It is only natural for people facing personal bankruptcy to want to satisfy as many of their debts as possible. While some New York residents may prioritize bank debts, others may choose to satisfy debts to family members and other personal connections in advance of others. However, there are certain rules they must follow in managing their outstanding obligations.
For example, different types of bankruptcy provide different forms of loan elimination. Some forms of personal bankruptcy let a debtor sell off property and use the proceeds to pay off debts. Other forms let debtors reorganize their debts into manageable payments. Once a person files for bankruptcy, he must stick to the terms established by his bankruptcy trustee and the strictures of his chosen form of bankruptcy. There are even rules about debts and creditors that exist in the pre-filing world.
A woman living out of state recently pleaded guilty to bankruptcy fraud.
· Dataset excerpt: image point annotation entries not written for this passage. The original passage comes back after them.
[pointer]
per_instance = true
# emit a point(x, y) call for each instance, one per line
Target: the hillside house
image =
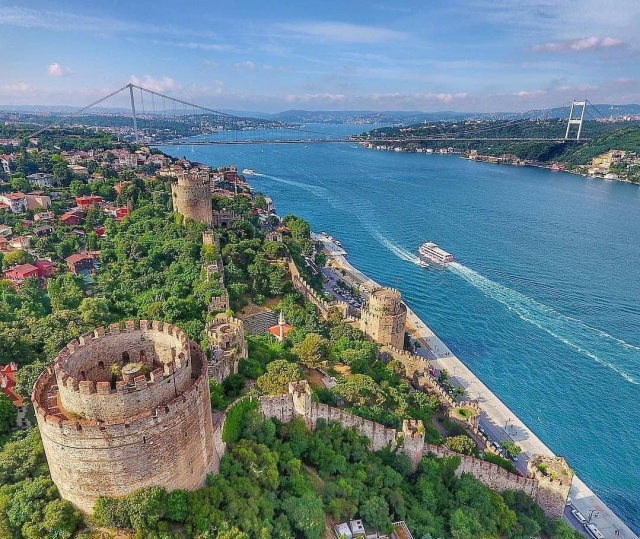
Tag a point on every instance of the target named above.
point(20, 242)
point(17, 202)
point(17, 274)
point(72, 218)
point(35, 201)
point(43, 230)
point(43, 216)
point(79, 262)
point(87, 201)
point(45, 268)
point(41, 179)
The woman gave large payments to some of her creditors and not others right before she filed for personal bankruptcy. The creditors she paid were family members and the payments totaled more than $10,000.
Her actions were discovered by a bankruptcy trustee familiar with her case. The trustee and others investigated the woman’s financial records and found that she had taken large sums out of her accounts before her bankruptcy filing. Though her actions may have come from an honest place they were barred by the laws of the United States.
The woman now faces probation and fines regardless of whether her actions were intentionally fraudulent. She may have been able to avoid the entire fraud trial if she had known the rules of pre-bankruptcy loan satisfaction. There are many good resources available to people facing overwhelming financial challenges and bankruptcy attorneys can help those people avoid costly mistakes like the one made by the woman in this story.